When inBloom fell apart, I expected that the argument would continuePolitico reported yesterday on the scope of data mining in education — and the stunning arrogance of some technology entrepreneurs.  According to the report, some analysts expect that data mining in education could lead to 300 billion a year in economic growth, and I find that credible.  I already use “small data” in my classroom via social media feeds that let me know what my students are thinking about as they read and to craft my planning around that input.  The potential of “big data” to craft learning tools for use by teachers and students is likely incredible.

And it will be thoroughly undermined by the secrecy and arrogance of its proponents.

Jose Ferreira, the CEO of Knewton, a leading “adaptive education” firm, is portrayed as frustrated and dismissive:

When parents protest that they don’t want their children data-mined, Ferreira wishes he could ask them why: Is it simply that they don’t want a for-profit company to map their kids’ minds? If not, why not? “They’d rather the NSA have it?” he asked. “What, you trust the government?”

Ferreira said he often hears parents angrily declaring that their children cannot be reduced to data points. “That’s not an argument,” Ferreira said. “I’m not calling your child a bundle of data. I’m just helping her learn.”

He goes on to say:

“It just helps children,” Ferreira said. “That’s all it does.”

But Ferreira misses the point by acting as if all he is facing is knee-jerk and reactionary parents misconstruing his work.  Data analytics may be powerful, but the firms involved in it have not be upfront or informative to either school districts or parents and guardians of school aged children.  While it is true that businesses have always made money via our public schools,  I can walk into my daughter’s first grade classroom and I see the publishers of her textbooks and other classroom materials.  The money spent is part of a public budget. I can engage in her curriculum, and I can consult with her teachers about her strengths and struggles.  Even more to the point, I get to know the teachers who know her school work the best and my voice and perspectives are heard.
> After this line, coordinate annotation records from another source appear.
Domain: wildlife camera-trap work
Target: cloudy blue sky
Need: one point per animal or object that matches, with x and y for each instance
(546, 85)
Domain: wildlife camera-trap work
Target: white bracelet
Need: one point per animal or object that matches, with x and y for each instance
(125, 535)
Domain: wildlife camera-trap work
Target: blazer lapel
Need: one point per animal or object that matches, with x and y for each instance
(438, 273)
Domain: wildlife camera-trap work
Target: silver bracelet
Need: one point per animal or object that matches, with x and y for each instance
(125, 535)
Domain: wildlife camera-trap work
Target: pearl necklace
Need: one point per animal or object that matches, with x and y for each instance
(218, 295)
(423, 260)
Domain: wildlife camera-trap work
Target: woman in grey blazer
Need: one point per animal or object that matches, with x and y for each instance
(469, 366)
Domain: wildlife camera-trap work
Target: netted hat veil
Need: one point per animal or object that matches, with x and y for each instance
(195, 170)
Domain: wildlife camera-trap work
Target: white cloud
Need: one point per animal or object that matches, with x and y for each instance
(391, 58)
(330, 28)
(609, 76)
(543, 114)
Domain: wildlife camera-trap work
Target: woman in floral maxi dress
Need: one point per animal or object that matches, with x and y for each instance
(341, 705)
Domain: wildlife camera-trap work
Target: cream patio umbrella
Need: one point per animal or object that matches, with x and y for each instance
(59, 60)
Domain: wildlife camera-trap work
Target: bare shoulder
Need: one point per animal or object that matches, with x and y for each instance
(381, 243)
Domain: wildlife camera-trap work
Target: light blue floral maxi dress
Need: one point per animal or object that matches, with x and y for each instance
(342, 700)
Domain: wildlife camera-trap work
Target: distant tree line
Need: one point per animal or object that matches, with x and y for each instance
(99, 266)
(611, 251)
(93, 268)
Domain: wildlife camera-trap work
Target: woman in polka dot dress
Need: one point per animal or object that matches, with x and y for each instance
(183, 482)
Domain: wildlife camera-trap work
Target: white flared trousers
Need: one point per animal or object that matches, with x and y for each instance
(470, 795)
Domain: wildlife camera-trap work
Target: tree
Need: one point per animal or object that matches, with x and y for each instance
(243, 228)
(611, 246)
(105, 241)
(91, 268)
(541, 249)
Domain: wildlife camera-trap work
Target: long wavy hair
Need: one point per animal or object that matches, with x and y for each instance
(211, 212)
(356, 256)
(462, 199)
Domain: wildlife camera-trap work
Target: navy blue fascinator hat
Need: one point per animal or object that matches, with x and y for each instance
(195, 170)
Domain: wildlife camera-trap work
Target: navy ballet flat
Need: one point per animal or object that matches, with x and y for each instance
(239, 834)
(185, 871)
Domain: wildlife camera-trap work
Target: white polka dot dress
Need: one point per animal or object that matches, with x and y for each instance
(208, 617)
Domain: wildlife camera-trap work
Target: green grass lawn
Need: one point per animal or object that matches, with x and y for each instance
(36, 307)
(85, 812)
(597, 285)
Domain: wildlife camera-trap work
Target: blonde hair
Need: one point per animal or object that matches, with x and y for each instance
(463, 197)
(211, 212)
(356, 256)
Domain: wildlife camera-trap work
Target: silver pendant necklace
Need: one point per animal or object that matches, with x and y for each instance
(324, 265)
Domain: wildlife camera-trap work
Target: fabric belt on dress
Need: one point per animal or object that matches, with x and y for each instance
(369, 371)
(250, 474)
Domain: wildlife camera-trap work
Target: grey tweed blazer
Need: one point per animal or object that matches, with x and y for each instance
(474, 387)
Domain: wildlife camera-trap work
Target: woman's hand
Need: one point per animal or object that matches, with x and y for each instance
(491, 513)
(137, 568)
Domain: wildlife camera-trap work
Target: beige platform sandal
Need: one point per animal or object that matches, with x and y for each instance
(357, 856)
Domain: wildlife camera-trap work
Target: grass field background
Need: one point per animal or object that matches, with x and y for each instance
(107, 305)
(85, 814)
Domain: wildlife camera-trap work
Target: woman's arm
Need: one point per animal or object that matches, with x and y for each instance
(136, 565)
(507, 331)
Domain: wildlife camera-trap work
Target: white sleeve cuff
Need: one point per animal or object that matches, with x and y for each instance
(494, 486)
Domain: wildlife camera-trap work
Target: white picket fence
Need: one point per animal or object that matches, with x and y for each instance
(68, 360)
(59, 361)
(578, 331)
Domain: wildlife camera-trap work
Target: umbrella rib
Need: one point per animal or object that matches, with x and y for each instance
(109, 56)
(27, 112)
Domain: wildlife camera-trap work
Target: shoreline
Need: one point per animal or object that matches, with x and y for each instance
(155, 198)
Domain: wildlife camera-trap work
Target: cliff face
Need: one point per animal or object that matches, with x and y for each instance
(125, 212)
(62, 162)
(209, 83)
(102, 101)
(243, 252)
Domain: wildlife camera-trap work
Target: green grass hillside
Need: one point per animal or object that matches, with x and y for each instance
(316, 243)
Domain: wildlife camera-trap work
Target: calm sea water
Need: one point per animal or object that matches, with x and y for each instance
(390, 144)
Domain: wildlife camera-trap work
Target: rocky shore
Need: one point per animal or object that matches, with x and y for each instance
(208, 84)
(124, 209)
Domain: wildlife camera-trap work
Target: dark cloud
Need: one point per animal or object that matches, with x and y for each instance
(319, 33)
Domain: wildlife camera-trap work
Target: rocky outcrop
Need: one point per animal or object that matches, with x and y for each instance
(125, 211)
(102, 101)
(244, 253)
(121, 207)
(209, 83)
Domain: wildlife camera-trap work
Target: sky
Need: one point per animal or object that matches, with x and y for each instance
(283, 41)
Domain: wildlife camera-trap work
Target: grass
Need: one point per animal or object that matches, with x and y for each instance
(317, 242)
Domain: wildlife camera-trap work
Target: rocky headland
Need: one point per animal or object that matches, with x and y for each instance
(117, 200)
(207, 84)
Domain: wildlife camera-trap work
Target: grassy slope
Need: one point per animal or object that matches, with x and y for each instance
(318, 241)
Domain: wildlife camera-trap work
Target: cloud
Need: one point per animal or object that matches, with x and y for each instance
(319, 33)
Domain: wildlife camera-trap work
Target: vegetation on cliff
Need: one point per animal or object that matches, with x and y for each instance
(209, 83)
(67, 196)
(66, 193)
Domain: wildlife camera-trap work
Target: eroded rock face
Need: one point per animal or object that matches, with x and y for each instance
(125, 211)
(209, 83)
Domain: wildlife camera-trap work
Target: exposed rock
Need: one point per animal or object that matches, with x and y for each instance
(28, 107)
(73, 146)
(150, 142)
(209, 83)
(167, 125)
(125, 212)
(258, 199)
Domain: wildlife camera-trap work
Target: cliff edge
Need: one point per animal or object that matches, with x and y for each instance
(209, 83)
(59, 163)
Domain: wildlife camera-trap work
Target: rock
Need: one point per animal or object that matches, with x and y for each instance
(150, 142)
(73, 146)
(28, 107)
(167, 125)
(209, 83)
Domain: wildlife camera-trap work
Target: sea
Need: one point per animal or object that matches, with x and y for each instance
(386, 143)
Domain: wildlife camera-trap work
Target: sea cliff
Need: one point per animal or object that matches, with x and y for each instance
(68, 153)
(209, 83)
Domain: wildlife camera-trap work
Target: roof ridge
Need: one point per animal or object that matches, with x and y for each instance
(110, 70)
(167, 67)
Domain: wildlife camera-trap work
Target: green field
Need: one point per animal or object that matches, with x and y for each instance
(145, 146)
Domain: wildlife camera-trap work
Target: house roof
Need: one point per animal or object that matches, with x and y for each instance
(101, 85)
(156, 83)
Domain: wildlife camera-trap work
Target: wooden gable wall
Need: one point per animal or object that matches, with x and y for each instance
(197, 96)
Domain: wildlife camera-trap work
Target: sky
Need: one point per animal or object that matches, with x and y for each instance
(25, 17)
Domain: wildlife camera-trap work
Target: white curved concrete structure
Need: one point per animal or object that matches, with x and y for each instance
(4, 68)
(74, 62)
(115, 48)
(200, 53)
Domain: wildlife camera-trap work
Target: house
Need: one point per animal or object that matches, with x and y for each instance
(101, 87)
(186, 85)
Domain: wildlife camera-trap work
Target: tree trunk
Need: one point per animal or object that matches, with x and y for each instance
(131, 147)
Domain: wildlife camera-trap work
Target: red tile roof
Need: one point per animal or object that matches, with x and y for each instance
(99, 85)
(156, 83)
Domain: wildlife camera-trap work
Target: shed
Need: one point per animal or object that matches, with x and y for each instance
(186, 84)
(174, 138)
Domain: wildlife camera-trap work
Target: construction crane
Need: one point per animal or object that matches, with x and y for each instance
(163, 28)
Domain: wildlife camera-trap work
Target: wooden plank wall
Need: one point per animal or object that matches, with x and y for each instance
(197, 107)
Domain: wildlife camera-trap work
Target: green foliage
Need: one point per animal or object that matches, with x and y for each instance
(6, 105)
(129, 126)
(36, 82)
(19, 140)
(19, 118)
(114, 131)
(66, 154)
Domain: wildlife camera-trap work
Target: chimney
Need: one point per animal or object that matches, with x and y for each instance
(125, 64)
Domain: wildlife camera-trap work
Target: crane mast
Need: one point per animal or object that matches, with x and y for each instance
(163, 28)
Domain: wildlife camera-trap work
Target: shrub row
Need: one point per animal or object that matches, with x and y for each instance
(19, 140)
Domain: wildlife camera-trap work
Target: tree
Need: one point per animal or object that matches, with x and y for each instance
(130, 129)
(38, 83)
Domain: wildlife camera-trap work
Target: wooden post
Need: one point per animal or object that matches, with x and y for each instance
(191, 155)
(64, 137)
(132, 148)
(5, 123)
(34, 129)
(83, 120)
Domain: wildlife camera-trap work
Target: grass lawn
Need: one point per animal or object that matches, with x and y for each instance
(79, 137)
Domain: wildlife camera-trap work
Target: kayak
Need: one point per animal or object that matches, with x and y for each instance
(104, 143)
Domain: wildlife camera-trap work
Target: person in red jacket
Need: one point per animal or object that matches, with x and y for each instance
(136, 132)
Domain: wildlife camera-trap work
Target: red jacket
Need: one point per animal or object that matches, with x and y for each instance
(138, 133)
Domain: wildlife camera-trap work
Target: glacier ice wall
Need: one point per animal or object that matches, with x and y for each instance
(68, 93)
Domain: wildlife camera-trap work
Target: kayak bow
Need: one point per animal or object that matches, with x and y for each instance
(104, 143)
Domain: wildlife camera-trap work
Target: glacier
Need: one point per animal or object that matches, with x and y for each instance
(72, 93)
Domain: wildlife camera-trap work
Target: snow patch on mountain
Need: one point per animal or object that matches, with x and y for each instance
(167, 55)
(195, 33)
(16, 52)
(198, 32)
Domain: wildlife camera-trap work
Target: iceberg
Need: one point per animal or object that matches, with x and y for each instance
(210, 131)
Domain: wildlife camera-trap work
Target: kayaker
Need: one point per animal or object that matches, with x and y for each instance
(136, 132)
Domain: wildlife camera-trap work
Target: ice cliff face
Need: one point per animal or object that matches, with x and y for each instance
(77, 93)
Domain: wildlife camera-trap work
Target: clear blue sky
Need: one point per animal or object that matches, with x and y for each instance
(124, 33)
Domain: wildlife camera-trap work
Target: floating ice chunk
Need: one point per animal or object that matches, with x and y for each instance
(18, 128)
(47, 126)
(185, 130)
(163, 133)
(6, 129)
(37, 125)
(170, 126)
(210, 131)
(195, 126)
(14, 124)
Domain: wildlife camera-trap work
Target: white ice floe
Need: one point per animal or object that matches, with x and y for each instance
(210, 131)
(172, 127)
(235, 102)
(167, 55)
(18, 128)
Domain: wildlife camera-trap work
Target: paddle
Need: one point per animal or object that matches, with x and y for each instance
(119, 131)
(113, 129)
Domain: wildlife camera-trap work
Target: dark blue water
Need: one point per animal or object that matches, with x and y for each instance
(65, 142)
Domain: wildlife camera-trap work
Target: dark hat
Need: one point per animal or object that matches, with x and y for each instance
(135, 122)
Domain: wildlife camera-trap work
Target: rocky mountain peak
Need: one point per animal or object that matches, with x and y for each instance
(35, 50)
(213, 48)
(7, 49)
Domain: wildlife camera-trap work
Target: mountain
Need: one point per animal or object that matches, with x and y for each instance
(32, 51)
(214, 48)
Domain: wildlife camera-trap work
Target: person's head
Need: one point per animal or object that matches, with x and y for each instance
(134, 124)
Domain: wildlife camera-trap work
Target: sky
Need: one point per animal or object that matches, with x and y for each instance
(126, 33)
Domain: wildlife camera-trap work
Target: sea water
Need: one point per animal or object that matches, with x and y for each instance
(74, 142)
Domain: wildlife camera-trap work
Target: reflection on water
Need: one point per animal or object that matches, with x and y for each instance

But when the federal government alters education privacy law to suit the interests of data mining and when the firms themselves are unclear even to school districts how data is safeguarded and used, parents have legitimate concerns that cannot be dismissed.  With the rush to implement Common Core and the accompanying testing poised to create vast amounts of data from 10s of millions of students, it is even more important for technology entrepreneurs to spend time actually engaging parents and teachers about the potential of these tools and the safeguards on student privacy they intend to use.  If they are unwilling to do that, and Mr. Ferreira’s statements are not encouraging on that front, then the pushback is both inevitable and deserved.

They are not selling iPhones to adult consumers.  If I purchase a smart phone that has the potential to generate data about myself, I am capable of wrestling with the implications of that both legally and morally.  My two public school children, however, are legally obligated to be in school, and their public education is matter of concern for both our family and society as a whole. inBloom’s major error was only engaging state level DOEs when setting up a system that would have effected 10s of millions of children.  It looks like the big data firms that are eager to get in on the 8 billion dollar market in software and digital materials are not learning from that.

These are my children.  They are my responsibility. You need to sell these products to me.  You need to give me an opportunity to opt my children out of your system.